On December 1, 2014, the staff of the Securities and Exchange Commission granted no-action relief to Whole Foods Market regarding its request to omit a shareholder proposal from its proxy materials pursuant to Rule 14a-8(i)(9) under the Securities Exchange Act of 1934. Rule 14a-8(i)(9) states that a company may exclude a shareholder proposal if such proposal directly conflicts with one of the company’s own proposals to be submitted to shareholders at the same meeting.

A shareholder had submitted a proposal calling for Whole Foods to include in its proxy statement a non-binding shareholder resolution requesting that the company’s Board of Directors amend the company’s governing documents to implement proxy access for director nominations. Specifically, the shareholder proposal provided that any shareholder or group of shareholders that collectively holds at least 3% of the company’s common stock continuously for at least three years would have the right to nominate candidates for election to the Board and have such nominees included in the company’s proxy statement.
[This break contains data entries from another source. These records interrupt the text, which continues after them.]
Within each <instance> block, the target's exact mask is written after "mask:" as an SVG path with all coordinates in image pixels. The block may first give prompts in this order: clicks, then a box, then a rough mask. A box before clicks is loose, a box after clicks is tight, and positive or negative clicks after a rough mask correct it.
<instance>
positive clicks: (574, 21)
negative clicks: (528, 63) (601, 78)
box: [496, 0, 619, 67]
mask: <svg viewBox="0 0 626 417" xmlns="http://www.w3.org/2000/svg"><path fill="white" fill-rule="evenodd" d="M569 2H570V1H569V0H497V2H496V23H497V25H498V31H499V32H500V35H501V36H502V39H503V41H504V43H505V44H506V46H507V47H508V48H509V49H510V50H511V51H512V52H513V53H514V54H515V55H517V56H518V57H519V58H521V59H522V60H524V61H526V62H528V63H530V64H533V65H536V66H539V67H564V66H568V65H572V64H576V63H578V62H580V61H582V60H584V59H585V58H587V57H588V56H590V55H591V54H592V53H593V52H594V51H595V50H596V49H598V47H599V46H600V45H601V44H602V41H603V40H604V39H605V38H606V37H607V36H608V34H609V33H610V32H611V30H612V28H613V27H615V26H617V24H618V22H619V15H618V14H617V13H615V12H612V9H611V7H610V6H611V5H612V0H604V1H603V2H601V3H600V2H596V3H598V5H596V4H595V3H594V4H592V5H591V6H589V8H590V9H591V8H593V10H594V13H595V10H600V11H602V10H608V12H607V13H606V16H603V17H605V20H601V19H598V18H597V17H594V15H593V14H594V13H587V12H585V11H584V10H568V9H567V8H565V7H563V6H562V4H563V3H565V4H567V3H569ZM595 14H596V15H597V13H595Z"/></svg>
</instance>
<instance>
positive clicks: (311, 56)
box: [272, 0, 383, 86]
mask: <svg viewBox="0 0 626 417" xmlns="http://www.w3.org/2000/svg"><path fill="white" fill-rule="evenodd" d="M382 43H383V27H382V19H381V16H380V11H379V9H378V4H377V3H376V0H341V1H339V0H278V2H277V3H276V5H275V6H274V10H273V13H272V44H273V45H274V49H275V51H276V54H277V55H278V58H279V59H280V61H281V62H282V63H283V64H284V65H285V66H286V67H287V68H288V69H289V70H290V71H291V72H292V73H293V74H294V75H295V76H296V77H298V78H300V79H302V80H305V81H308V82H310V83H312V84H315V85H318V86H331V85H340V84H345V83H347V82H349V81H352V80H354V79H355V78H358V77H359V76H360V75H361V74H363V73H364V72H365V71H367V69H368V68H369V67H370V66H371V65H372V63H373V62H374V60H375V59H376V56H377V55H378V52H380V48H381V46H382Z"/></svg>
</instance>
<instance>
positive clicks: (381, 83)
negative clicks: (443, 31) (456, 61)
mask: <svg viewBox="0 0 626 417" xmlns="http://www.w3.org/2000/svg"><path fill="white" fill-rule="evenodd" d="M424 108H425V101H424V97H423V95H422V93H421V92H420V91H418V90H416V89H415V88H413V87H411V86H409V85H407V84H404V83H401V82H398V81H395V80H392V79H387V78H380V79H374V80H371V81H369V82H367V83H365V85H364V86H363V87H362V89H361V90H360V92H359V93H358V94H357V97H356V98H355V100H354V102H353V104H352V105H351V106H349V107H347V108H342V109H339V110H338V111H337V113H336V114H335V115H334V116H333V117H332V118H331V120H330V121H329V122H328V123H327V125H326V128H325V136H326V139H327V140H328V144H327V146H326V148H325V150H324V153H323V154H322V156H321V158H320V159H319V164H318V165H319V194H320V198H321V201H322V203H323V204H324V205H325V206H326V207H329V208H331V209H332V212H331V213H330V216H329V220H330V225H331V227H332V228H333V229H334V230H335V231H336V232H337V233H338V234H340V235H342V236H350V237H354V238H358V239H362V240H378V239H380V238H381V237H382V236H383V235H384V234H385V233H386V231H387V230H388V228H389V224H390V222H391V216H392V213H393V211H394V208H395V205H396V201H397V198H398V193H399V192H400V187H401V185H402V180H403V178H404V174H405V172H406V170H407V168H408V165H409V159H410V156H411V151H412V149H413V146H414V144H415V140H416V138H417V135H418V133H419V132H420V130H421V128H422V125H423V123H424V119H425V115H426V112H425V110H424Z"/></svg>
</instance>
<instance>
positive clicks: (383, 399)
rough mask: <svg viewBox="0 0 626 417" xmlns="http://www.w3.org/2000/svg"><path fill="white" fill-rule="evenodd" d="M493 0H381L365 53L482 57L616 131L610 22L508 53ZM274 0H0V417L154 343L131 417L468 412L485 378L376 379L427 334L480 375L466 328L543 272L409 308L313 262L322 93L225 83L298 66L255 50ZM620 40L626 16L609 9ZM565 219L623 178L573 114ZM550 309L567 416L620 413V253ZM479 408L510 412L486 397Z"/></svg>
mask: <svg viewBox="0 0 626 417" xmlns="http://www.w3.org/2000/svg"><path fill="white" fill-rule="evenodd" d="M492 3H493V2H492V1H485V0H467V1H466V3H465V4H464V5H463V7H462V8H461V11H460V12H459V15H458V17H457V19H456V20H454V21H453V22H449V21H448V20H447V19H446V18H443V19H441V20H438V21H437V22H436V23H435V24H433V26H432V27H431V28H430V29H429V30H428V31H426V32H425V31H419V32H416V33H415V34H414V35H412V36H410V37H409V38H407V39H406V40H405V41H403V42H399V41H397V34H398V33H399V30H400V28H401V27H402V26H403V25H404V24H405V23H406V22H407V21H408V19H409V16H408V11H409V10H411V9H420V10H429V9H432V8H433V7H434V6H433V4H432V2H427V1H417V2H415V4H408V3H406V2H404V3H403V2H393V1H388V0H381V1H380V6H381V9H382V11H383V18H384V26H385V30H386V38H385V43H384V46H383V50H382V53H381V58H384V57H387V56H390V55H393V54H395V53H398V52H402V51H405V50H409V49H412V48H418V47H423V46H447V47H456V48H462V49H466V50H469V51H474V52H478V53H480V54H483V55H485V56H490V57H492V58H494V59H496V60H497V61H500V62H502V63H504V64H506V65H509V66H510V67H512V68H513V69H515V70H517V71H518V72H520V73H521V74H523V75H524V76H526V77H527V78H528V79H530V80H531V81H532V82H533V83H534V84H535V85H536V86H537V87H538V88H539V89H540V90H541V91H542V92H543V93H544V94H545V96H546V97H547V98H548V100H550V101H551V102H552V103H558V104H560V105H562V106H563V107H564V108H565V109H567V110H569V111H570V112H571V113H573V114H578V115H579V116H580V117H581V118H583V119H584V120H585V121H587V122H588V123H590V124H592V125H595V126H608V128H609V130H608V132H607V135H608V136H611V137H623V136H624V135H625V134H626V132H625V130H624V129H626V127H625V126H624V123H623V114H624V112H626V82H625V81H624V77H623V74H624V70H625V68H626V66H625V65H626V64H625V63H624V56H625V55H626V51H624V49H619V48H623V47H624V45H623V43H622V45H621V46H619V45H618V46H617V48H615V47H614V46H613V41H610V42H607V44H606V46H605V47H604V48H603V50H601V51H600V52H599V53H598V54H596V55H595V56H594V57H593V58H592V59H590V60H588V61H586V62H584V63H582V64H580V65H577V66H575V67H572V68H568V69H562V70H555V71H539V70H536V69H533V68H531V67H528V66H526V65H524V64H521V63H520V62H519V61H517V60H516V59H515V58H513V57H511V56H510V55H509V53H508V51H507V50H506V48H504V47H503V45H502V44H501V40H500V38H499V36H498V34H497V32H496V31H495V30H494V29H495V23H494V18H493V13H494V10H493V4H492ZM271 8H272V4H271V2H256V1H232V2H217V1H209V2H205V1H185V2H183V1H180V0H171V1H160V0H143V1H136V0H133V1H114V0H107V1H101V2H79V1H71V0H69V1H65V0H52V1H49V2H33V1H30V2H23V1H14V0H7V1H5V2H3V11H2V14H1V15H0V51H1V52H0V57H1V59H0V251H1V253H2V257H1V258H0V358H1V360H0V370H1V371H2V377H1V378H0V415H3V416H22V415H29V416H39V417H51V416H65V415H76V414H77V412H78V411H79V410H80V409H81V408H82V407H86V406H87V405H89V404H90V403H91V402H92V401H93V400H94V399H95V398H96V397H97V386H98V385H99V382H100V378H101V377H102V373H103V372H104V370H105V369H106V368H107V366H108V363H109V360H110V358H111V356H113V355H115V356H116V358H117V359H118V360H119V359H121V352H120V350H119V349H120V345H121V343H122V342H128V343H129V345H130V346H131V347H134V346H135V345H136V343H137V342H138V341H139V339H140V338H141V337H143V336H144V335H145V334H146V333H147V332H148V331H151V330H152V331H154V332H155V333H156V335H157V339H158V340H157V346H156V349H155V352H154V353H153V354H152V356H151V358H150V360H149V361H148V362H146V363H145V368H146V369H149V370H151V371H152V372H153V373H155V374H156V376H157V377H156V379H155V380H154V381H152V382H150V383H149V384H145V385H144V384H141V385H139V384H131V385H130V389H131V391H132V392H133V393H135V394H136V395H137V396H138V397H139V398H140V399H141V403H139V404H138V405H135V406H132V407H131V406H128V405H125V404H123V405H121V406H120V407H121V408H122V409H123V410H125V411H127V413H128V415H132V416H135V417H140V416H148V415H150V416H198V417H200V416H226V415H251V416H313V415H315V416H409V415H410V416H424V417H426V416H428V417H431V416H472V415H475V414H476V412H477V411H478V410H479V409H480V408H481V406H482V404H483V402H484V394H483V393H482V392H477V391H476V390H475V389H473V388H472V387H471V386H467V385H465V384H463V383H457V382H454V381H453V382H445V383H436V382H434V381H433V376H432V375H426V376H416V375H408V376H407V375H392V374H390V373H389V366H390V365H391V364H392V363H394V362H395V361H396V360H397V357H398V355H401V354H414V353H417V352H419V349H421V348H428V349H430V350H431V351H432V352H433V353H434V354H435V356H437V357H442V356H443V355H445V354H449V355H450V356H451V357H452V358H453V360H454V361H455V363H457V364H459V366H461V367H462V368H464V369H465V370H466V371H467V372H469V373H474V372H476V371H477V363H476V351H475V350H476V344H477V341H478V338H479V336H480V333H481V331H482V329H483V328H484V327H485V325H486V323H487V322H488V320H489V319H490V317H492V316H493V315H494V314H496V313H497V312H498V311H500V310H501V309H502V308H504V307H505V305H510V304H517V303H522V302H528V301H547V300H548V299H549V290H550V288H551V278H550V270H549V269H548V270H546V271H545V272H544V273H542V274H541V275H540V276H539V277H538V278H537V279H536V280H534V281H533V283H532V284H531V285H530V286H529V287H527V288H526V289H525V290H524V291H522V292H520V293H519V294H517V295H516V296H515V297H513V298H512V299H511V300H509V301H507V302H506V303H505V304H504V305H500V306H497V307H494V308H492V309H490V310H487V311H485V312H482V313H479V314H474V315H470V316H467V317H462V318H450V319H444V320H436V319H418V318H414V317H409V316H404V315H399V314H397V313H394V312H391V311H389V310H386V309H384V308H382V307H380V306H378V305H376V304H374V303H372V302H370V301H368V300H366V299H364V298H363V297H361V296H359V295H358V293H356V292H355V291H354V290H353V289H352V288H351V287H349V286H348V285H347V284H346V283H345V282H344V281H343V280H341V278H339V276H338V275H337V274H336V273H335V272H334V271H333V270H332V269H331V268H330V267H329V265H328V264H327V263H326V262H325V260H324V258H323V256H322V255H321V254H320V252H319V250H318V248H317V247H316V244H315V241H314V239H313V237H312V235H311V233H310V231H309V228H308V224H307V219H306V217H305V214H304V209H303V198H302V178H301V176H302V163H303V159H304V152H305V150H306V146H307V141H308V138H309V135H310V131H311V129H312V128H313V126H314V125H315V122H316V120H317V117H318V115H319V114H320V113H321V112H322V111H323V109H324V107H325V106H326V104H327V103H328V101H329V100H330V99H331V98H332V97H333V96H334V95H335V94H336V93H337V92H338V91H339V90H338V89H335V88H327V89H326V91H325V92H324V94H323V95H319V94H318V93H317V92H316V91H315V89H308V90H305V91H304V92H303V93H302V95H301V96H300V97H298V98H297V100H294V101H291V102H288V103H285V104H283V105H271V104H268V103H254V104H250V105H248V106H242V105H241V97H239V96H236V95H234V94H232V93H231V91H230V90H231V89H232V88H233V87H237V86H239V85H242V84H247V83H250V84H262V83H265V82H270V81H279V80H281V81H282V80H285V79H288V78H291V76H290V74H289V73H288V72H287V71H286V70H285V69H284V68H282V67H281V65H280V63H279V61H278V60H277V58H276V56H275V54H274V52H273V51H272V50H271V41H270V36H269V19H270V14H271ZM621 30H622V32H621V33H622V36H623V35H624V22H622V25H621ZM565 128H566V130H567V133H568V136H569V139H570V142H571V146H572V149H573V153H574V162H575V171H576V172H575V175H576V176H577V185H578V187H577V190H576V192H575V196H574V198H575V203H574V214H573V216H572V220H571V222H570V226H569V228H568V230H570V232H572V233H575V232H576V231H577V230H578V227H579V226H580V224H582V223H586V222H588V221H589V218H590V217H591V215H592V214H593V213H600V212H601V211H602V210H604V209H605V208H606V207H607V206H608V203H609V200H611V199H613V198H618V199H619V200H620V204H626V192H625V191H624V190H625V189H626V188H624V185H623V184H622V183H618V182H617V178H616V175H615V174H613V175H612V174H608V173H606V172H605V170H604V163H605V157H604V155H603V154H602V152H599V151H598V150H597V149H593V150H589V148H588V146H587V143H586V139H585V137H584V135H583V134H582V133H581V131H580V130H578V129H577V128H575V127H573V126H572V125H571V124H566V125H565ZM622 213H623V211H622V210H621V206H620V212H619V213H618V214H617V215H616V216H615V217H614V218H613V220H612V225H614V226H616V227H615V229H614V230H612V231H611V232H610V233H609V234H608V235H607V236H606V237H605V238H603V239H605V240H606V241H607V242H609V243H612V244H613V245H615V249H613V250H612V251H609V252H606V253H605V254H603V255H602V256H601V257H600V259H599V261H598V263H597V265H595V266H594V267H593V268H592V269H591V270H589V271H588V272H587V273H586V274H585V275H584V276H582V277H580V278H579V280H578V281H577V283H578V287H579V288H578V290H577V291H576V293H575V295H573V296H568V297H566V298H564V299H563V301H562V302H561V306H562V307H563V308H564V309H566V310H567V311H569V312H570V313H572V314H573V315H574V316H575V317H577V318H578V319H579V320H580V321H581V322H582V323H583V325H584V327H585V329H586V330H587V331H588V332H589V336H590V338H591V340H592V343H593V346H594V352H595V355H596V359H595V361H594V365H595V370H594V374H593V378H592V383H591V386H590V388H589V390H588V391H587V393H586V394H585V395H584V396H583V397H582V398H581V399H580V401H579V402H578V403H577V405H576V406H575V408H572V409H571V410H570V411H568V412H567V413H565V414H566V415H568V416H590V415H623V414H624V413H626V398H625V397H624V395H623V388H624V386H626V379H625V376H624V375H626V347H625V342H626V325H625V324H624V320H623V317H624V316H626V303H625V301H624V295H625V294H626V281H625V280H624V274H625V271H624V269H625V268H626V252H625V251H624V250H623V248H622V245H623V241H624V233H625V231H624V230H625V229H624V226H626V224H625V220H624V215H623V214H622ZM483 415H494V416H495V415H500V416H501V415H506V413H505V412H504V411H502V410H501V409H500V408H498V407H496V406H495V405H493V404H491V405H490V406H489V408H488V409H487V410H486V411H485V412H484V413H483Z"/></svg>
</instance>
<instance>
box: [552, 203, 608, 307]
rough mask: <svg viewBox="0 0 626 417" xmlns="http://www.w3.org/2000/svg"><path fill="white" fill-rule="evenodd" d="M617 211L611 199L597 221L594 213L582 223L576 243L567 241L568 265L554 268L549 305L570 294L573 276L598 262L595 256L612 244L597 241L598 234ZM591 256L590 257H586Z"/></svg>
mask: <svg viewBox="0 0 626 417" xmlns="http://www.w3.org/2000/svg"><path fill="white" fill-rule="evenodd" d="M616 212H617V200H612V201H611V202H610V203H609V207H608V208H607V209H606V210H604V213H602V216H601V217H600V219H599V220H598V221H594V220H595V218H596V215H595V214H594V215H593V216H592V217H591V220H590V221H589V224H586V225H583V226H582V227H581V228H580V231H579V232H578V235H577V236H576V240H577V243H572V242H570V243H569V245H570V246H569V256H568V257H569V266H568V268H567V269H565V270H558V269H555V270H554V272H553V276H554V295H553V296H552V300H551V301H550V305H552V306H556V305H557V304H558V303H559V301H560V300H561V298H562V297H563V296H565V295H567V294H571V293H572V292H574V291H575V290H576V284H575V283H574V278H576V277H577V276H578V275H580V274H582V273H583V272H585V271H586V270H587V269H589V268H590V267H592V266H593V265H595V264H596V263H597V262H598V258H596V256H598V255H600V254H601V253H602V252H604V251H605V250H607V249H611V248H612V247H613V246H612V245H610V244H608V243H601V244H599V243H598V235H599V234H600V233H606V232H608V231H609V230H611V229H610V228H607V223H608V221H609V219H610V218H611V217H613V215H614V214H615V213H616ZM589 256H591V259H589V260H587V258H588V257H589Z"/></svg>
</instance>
Shareholders nominating candidates pursuant to the provisions outlined in the shareholder proposal would be able to nominate up to 20% of the Board, but in any event no less than two directors.

In its request for no-action relief, Whole Foods notified the SEC that it intended to submit its own proposal to shareholders at its 2015 annual meeting regarding proxy access with respect to director nominations by shareholders. The company proposal provided for an amendment to the company’s bylaws to permit any shareholder (but not a group of shareholders) owning 9% or more of the company’s common stock continuously for at least five years to nominate candidates for election to the Board and to have such nominees included with the Board’s nominees in the company’s proxy statement. Under the Whole Foods proposal, shareholder nominations would be limited to 10% of the Board or one director if the Board consists of fewer than 10 members. Whole Foods argued that it is authorized to omit the shareholder proposal from its proxy statement pursuant to Rule 14a-8(i)(9) because of the conflicting provisions of the two proposals relating to the number of shareholders able to nominate a candidate, the required share ownership percentage and holding period and the number of directors that can be nominated.

The SEC’s response to Whole Foods indicates that the SEC is willing to give some leeway to companies to craft and propose a competing proposal with more stringent terms, which will give companies additional flexibility in determining how to respond to shareholder proposals for both proxy access and other governance proposals. The limits of the SEC’s deference in this regard are not clear. In its letter granting no-action relief, the SEC staff did not comment on whether it would view a more stringent company proposal (e.g., a 20%/ten-year proposal) as a conflicting proposal. While the reaction of shareholders and proxy advisory firms, and their impact on issuers, remains to be seen, the Whole Foods approach provides companies with another method for handling proxy access shareholder proposals this proxy season. Nevertheless, a no-action letter should not be viewed as the final word with respect to a shareholder proposal, as demonstrated by Trinity Wall Street vs. Wal-Mart Stores, where the U.S. District Court for the District of Delaware recently determined that Wal-Mart did not have the authority to exclude a shareholder proposal, even though the SEC had previously granted no-action relief.